We hoped inflation had already peaked, like all the popular kids in high school. But we were wrong.
Like all the popular kids in high school, we hoped inflation had already peaked. But we were wrong, just like you were wrong about high-school quarterback Russell, who’s outearning you by 3x.
Top-line inflation reached 8.6% annually in May, up 1% since April to be the highest annual inflation rate since 1981. When you strip out food and energy prices—two of the most significant contributors to inflation growth—core inflation is running at an even 6%, up 0.6% over April. Both rates came in above economist expectations—and this isn’t the type of report card where you want to exceed expectations. The data comes from today’s Consumer Price Index (CPI) report from the U.S. Bureau of Labor Statistics.

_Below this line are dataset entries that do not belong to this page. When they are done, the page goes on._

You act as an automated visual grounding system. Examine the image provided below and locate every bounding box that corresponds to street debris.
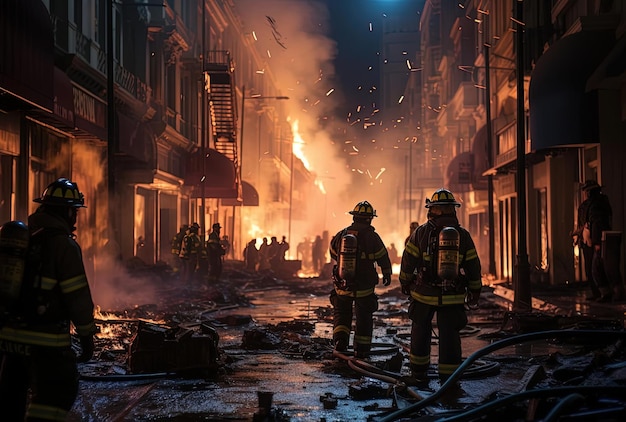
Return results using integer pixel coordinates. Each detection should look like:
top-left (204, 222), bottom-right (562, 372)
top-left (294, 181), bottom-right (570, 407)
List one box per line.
top-left (68, 261), bottom-right (626, 421)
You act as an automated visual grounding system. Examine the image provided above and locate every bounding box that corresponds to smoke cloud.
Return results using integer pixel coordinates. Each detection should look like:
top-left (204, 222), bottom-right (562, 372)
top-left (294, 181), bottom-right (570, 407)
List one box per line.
top-left (234, 0), bottom-right (413, 259)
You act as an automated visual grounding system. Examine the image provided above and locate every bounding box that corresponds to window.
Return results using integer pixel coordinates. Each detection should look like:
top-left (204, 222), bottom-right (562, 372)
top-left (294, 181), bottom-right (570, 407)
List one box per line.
top-left (497, 124), bottom-right (516, 155)
top-left (74, 0), bottom-right (83, 31)
top-left (95, 0), bottom-right (106, 47)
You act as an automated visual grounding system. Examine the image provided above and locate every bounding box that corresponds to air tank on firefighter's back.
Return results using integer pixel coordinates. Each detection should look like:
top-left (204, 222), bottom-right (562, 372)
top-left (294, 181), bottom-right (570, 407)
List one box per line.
top-left (437, 226), bottom-right (459, 281)
top-left (338, 233), bottom-right (358, 283)
top-left (0, 221), bottom-right (30, 311)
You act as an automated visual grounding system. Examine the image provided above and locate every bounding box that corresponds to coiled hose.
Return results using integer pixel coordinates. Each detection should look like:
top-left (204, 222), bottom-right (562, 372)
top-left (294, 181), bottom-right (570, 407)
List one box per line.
top-left (377, 329), bottom-right (626, 422)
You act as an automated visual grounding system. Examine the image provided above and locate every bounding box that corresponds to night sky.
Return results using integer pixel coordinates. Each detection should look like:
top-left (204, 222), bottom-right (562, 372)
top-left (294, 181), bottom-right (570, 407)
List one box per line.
top-left (323, 0), bottom-right (423, 120)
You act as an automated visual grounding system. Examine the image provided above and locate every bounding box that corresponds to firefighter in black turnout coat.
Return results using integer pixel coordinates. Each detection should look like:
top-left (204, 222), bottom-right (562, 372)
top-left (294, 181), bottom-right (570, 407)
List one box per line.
top-left (0, 178), bottom-right (97, 420)
top-left (329, 201), bottom-right (392, 358)
top-left (400, 189), bottom-right (481, 382)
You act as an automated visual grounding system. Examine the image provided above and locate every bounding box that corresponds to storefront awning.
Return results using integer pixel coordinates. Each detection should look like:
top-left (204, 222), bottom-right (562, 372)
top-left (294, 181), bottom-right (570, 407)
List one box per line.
top-left (185, 149), bottom-right (238, 199)
top-left (73, 85), bottom-right (107, 140)
top-left (471, 125), bottom-right (489, 191)
top-left (29, 67), bottom-right (76, 132)
top-left (222, 181), bottom-right (259, 206)
top-left (446, 151), bottom-right (473, 194)
top-left (117, 112), bottom-right (157, 166)
top-left (0, 0), bottom-right (54, 112)
top-left (52, 68), bottom-right (75, 128)
top-left (529, 31), bottom-right (614, 150)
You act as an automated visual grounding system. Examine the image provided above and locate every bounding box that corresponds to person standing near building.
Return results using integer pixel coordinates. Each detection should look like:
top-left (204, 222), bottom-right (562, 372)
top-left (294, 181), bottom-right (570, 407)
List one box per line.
top-left (329, 200), bottom-right (392, 359)
top-left (399, 189), bottom-right (481, 383)
top-left (206, 223), bottom-right (225, 282)
top-left (0, 178), bottom-right (98, 420)
top-left (405, 221), bottom-right (419, 246)
top-left (279, 235), bottom-right (290, 261)
top-left (179, 222), bottom-right (202, 286)
top-left (258, 237), bottom-right (271, 271)
top-left (170, 224), bottom-right (188, 275)
top-left (244, 238), bottom-right (259, 272)
top-left (312, 235), bottom-right (325, 273)
top-left (387, 243), bottom-right (400, 266)
top-left (573, 183), bottom-right (599, 300)
top-left (580, 180), bottom-right (623, 302)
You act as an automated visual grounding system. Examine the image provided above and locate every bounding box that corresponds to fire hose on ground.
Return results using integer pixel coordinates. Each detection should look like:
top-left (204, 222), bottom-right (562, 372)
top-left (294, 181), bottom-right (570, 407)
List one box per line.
top-left (331, 342), bottom-right (500, 406)
top-left (377, 329), bottom-right (626, 422)
top-left (436, 386), bottom-right (626, 422)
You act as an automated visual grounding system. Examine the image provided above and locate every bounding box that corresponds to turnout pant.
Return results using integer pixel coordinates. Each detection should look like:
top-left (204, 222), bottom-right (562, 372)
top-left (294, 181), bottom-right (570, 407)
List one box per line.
top-left (0, 346), bottom-right (79, 421)
top-left (329, 290), bottom-right (378, 357)
top-left (408, 300), bottom-right (467, 380)
top-left (208, 254), bottom-right (223, 282)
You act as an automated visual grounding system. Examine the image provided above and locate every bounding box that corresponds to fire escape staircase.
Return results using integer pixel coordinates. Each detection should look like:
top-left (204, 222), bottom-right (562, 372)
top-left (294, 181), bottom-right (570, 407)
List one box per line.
top-left (205, 51), bottom-right (240, 195)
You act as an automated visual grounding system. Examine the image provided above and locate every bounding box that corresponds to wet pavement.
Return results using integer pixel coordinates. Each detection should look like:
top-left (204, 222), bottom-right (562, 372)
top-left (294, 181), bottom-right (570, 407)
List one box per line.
top-left (68, 267), bottom-right (626, 421)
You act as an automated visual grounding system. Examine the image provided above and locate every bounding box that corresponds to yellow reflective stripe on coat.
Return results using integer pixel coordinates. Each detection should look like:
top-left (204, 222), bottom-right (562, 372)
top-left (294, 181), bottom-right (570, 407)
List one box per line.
top-left (404, 241), bottom-right (420, 258)
top-left (40, 276), bottom-right (57, 290)
top-left (399, 269), bottom-right (413, 282)
top-left (335, 287), bottom-right (375, 297)
top-left (369, 246), bottom-right (387, 260)
top-left (27, 403), bottom-right (68, 421)
top-left (59, 274), bottom-right (88, 294)
top-left (0, 327), bottom-right (71, 347)
top-left (410, 291), bottom-right (466, 305)
top-left (468, 279), bottom-right (482, 290)
top-left (465, 248), bottom-right (478, 261)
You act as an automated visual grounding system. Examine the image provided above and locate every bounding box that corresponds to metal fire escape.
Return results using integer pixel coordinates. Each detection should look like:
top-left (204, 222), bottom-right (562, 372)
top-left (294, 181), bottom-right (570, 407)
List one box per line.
top-left (205, 50), bottom-right (239, 186)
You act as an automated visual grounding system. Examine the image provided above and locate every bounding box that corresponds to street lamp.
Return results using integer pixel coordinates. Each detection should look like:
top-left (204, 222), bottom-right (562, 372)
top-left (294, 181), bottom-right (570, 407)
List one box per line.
top-left (238, 86), bottom-right (289, 255)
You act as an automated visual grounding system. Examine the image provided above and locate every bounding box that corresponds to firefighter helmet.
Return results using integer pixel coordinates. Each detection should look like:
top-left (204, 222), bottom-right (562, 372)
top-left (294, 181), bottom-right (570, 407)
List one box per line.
top-left (34, 178), bottom-right (86, 208)
top-left (190, 222), bottom-right (200, 232)
top-left (212, 223), bottom-right (221, 230)
top-left (425, 188), bottom-right (460, 208)
top-left (349, 201), bottom-right (377, 218)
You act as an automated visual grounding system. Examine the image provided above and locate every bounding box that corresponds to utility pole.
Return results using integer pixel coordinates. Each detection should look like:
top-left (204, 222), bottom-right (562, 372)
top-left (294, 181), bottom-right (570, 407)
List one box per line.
top-left (106, 0), bottom-right (117, 249)
top-left (514, 0), bottom-right (532, 311)
top-left (484, 43), bottom-right (496, 277)
top-left (201, 1), bottom-right (206, 240)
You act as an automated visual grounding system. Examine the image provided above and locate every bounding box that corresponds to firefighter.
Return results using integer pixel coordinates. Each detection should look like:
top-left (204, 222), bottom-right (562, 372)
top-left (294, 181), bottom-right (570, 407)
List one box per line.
top-left (399, 188), bottom-right (481, 383)
top-left (0, 177), bottom-right (98, 420)
top-left (179, 222), bottom-right (202, 286)
top-left (170, 224), bottom-right (188, 274)
top-left (206, 223), bottom-right (225, 282)
top-left (329, 200), bottom-right (392, 359)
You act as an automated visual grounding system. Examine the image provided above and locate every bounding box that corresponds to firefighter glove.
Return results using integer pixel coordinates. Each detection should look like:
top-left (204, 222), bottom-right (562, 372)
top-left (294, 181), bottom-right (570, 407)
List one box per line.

Oil prices, food, and shelter played major roles in this month’s CPI reading. On a seasonally adjusted basis, unless otherwise noted:
- Natural gas prices rose 8%, the largest monthly increase since 2005. All gas prices were up 4.1%, though they were down 6.1% in April.

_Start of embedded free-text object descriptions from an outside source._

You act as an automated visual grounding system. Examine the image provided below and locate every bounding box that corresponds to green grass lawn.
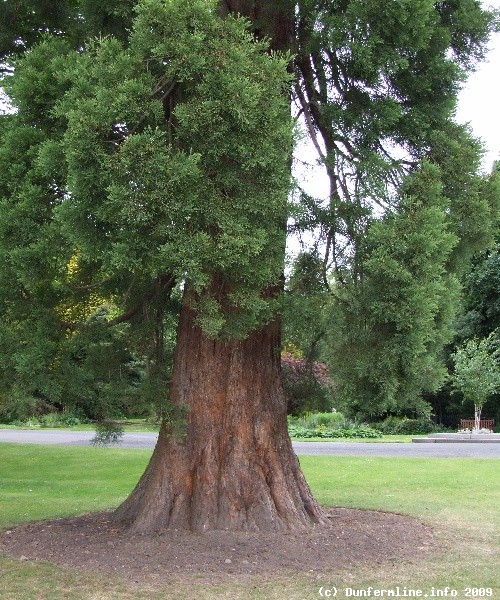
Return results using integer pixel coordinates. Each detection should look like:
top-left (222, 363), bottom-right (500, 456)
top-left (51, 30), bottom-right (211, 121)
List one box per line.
top-left (0, 444), bottom-right (149, 528)
top-left (0, 443), bottom-right (498, 600)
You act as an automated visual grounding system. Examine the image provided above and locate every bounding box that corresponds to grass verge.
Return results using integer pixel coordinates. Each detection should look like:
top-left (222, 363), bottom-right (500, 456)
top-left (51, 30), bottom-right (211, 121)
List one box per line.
top-left (0, 443), bottom-right (498, 599)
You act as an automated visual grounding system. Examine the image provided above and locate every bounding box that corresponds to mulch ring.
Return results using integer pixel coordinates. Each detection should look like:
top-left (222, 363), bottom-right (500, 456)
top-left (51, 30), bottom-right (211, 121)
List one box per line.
top-left (0, 508), bottom-right (434, 583)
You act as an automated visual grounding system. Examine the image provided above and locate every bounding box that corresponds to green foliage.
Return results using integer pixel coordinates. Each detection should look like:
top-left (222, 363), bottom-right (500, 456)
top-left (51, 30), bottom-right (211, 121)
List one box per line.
top-left (92, 421), bottom-right (125, 446)
top-left (428, 125), bottom-right (500, 273)
top-left (283, 251), bottom-right (330, 362)
top-left (57, 319), bottom-right (144, 420)
top-left (288, 411), bottom-right (381, 438)
top-left (451, 335), bottom-right (500, 411)
top-left (1, 0), bottom-right (497, 428)
top-left (0, 1), bottom-right (74, 61)
top-left (425, 163), bottom-right (500, 425)
top-left (289, 1), bottom-right (496, 422)
top-left (326, 164), bottom-right (459, 419)
top-left (295, 0), bottom-right (489, 158)
top-left (292, 0), bottom-right (495, 230)
top-left (374, 416), bottom-right (446, 435)
top-left (0, 1), bottom-right (293, 419)
top-left (293, 411), bottom-right (346, 429)
top-left (48, 2), bottom-right (292, 337)
top-left (288, 424), bottom-right (382, 439)
top-left (11, 411), bottom-right (89, 428)
top-left (456, 194), bottom-right (500, 341)
top-left (281, 353), bottom-right (335, 414)
top-left (0, 0), bottom-right (136, 63)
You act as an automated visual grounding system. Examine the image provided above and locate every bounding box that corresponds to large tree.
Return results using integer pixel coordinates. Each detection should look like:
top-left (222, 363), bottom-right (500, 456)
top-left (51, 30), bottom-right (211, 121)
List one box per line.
top-left (0, 0), bottom-right (496, 532)
top-left (287, 3), bottom-right (498, 419)
top-left (320, 126), bottom-right (500, 420)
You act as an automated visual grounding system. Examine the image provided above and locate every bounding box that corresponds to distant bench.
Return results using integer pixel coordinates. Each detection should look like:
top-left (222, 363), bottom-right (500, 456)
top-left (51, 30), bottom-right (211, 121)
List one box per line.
top-left (460, 419), bottom-right (495, 430)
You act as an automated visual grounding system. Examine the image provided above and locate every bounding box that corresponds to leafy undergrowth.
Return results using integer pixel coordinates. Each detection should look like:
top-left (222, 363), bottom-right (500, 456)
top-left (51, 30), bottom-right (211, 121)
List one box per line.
top-left (9, 412), bottom-right (89, 429)
top-left (288, 424), bottom-right (382, 438)
top-left (288, 412), bottom-right (382, 438)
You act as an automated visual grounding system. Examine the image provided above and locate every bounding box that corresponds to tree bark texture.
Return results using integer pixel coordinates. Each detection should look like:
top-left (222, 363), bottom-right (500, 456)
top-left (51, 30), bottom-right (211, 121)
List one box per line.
top-left (114, 290), bottom-right (326, 532)
top-left (221, 0), bottom-right (295, 52)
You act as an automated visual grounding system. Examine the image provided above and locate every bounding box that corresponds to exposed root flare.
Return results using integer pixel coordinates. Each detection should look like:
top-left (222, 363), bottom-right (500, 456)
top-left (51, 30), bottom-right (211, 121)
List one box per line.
top-left (113, 291), bottom-right (326, 534)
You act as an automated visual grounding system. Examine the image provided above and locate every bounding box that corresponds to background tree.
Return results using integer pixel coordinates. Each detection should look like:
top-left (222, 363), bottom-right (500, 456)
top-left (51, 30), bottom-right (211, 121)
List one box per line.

- Energy prices rose 3.9% after falling 2.7% in April.
- Food prices rose 1.2%, with marked increases in staples like coffee (+15.3% on a non-seasonally adjusted basis) and fresh whole milk (+15.9% on a non-seasonally adjusted basis).
- The cost of shelter increased by 0.6%, the largest monthly increase since 2004.
The yield curve flattened on the whack inflation news as investors expect the Federal Reserve to continue its interest rate hikes, which are supposed to tamp inflation growth.